Para colaborar com essas reflexões, foram tomados como elementos ilustrativos alguns indicadores construídos a partir de um serviço de atendimento psicológico em grupo a adolescentes de uma Unidade de Internação do Distrito Federal. O serviço aludido foi conduzido por estagiários do Curso de Psicologia, na clínica escola, de uma Universidade Particular do Distrito Federal, de modo que as autoras dispõem da autorização dos adolescentes para utilização de suas narrativas. Todos os serviços prestados no interior da clínica escola da Universidade são precedidos do recolhimento das assinaturas dos atendidos em Termos de Consentimento Livre e Esclarecido.
Encontros com os adolescentes
Com o objetivo geral de promover interações sociais pautadas no respeito mútuo, com vistas à construção de uma cultura de paz e de valorização do ser humano, no segundo semestre de 2017 foi oferecido um serviço de roda de conversas para adolescentes de uma Unidade de Internação do Distrito Federal.

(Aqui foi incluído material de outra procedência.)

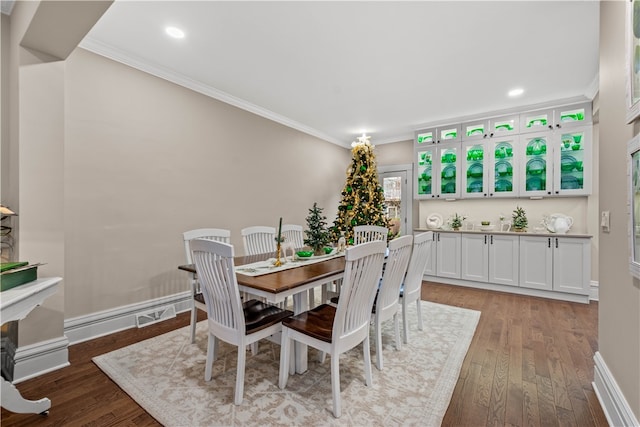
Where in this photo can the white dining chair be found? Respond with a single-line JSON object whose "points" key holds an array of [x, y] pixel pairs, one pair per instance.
{"points": [[368, 233], [335, 330], [259, 240], [387, 302], [217, 234], [228, 318], [412, 287], [293, 233]]}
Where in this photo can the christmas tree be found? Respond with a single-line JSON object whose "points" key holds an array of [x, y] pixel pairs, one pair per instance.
{"points": [[317, 234], [362, 200]]}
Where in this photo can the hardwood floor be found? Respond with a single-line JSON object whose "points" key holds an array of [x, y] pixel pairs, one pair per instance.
{"points": [[530, 364]]}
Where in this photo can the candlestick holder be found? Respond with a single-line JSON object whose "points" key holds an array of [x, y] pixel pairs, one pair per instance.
{"points": [[278, 261]]}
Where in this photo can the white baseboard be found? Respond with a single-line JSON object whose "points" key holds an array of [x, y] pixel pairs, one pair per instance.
{"points": [[90, 326], [613, 402], [36, 359], [594, 294]]}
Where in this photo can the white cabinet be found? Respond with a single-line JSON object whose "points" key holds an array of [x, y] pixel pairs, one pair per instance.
{"points": [[556, 118], [490, 168], [557, 163], [490, 258], [445, 256], [495, 127], [438, 171], [555, 263]]}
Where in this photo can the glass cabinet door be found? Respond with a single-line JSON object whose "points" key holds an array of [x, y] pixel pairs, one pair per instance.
{"points": [[449, 177], [425, 172], [535, 165], [474, 179], [572, 162], [503, 177]]}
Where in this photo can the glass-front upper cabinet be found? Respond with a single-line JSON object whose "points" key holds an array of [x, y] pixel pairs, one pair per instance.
{"points": [[536, 159], [572, 160], [437, 135], [490, 168], [556, 118], [496, 127], [437, 172]]}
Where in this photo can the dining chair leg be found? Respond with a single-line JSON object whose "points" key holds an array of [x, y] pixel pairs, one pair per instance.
{"points": [[194, 317], [285, 363], [367, 361], [378, 346], [335, 385], [405, 324], [396, 323], [210, 352], [242, 357]]}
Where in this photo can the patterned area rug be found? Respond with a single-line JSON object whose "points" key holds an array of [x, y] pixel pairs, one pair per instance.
{"points": [[165, 375]]}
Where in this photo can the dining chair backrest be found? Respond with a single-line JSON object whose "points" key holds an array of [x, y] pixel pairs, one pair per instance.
{"points": [[369, 233], [217, 234], [418, 262], [395, 269], [258, 239], [363, 268], [293, 234], [214, 266]]}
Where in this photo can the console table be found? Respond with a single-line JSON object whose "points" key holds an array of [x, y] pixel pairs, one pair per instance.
{"points": [[15, 304]]}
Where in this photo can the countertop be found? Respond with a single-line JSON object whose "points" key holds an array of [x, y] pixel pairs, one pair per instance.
{"points": [[511, 233]]}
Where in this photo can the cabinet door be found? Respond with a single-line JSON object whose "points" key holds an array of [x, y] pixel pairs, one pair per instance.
{"points": [[448, 258], [536, 165], [449, 175], [475, 171], [536, 121], [475, 257], [503, 259], [504, 126], [571, 265], [425, 172], [536, 262], [475, 130], [430, 269], [572, 161], [571, 116], [504, 170]]}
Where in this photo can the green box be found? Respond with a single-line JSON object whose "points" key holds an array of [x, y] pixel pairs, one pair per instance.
{"points": [[16, 275]]}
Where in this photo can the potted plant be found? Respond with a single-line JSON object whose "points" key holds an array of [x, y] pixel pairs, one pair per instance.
{"points": [[519, 219], [455, 222], [317, 234]]}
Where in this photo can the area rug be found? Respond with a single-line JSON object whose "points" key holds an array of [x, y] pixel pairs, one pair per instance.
{"points": [[165, 375]]}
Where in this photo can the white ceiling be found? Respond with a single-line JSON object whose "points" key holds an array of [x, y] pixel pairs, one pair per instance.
{"points": [[336, 69]]}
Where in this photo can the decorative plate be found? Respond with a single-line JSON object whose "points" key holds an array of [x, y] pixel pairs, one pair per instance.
{"points": [[567, 163], [536, 166], [534, 184], [503, 168], [475, 170], [434, 221]]}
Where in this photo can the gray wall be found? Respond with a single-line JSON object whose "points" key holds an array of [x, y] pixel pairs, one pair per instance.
{"points": [[619, 309]]}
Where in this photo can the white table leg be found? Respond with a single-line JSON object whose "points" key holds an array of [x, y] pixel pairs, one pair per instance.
{"points": [[300, 304], [13, 401]]}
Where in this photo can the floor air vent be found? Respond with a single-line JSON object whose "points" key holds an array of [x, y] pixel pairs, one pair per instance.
{"points": [[155, 316]]}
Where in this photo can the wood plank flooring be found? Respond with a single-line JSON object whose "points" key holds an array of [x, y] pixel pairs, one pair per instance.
{"points": [[530, 364]]}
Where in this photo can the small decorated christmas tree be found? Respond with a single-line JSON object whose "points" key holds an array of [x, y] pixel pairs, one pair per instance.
{"points": [[362, 200], [317, 234]]}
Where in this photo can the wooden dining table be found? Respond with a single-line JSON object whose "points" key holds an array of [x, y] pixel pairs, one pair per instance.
{"points": [[295, 282]]}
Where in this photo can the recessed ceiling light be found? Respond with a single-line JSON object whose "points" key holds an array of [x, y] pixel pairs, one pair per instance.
{"points": [[516, 92], [174, 32]]}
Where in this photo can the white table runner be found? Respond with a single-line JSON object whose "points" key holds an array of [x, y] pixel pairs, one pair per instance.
{"points": [[265, 267]]}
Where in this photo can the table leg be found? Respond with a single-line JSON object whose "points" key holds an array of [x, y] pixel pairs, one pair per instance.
{"points": [[300, 304], [13, 401]]}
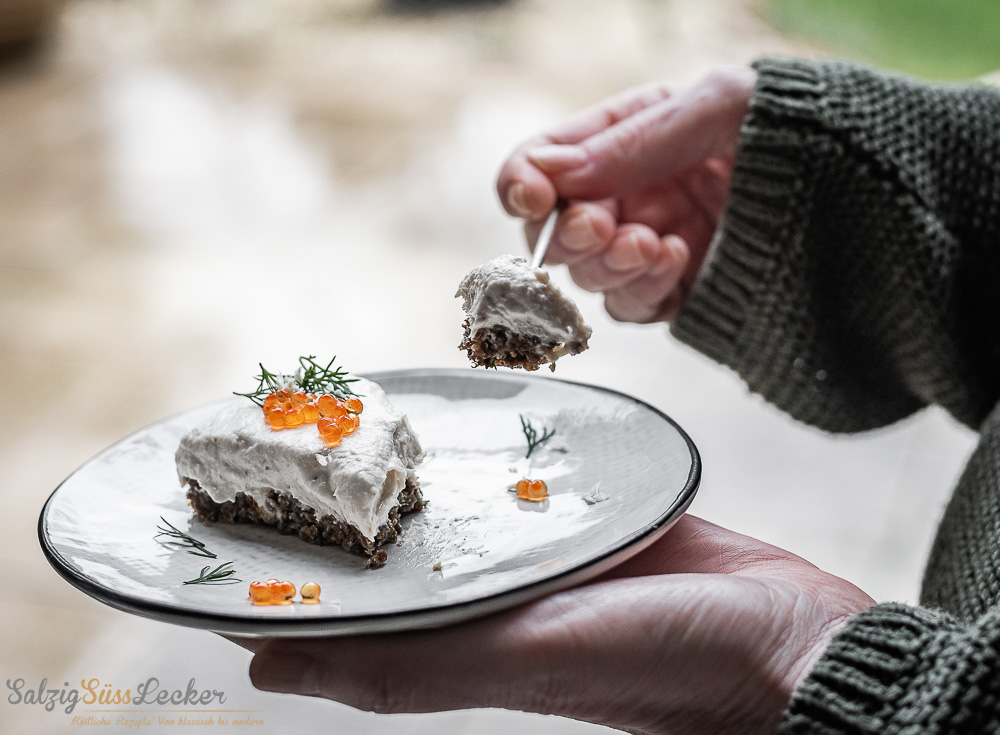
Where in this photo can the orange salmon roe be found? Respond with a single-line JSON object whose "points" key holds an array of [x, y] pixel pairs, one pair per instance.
{"points": [[286, 410], [331, 432], [348, 424], [310, 593], [533, 490]]}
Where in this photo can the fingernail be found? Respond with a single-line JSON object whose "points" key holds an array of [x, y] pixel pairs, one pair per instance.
{"points": [[517, 200], [283, 671], [579, 234], [554, 159]]}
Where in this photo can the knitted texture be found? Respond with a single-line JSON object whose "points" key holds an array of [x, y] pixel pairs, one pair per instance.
{"points": [[855, 278]]}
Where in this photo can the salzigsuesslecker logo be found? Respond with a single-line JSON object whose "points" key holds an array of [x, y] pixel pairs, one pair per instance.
{"points": [[92, 692]]}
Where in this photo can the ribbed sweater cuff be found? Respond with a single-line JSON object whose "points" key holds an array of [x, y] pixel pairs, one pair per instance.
{"points": [[894, 669], [734, 288]]}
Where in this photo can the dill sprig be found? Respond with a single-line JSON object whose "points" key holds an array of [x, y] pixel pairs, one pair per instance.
{"points": [[531, 434], [309, 377], [182, 540], [219, 575]]}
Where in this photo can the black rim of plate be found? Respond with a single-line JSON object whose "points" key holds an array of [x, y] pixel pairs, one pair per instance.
{"points": [[245, 624]]}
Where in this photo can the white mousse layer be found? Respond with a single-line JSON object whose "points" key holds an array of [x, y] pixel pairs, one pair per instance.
{"points": [[356, 482], [509, 293]]}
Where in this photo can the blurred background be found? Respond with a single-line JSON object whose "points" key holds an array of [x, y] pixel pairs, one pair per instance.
{"points": [[190, 187]]}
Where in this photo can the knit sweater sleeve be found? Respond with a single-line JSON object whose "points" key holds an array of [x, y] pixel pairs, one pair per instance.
{"points": [[854, 279], [897, 669], [855, 276]]}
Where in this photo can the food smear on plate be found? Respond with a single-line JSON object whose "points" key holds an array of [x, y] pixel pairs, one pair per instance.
{"points": [[534, 490], [237, 468], [516, 317]]}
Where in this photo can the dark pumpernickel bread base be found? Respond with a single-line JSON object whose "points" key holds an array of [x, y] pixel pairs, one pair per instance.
{"points": [[498, 347], [290, 516]]}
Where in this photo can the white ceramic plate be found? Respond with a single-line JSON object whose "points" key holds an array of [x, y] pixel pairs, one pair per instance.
{"points": [[494, 551]]}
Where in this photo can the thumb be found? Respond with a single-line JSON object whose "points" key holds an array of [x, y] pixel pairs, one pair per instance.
{"points": [[699, 123]]}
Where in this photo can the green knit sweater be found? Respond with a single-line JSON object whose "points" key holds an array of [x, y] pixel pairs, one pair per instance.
{"points": [[856, 279]]}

Participaram desse trabalho 18 adolescentes homens em final de medida socioeducativa de internação. Dentre eles, apenas três eram menores de idade, os demais tinham entre 18 e 21 anos de idade. Todos residiam em bairros periféricos, à exceção de um, que morava com os avós no centro de uma região administrativa do Distrito Federal. Todos os jovens atendidos se descreviam como moradores das quebradas, o que indicia precária condição socioeconômica. Além disso, enfatiza-se que apenas dois, dentre os participantes das rodas de conversa, estavam cursando o ensino médio. Os demais encontravam-se no equivalente ao ensino fundamental.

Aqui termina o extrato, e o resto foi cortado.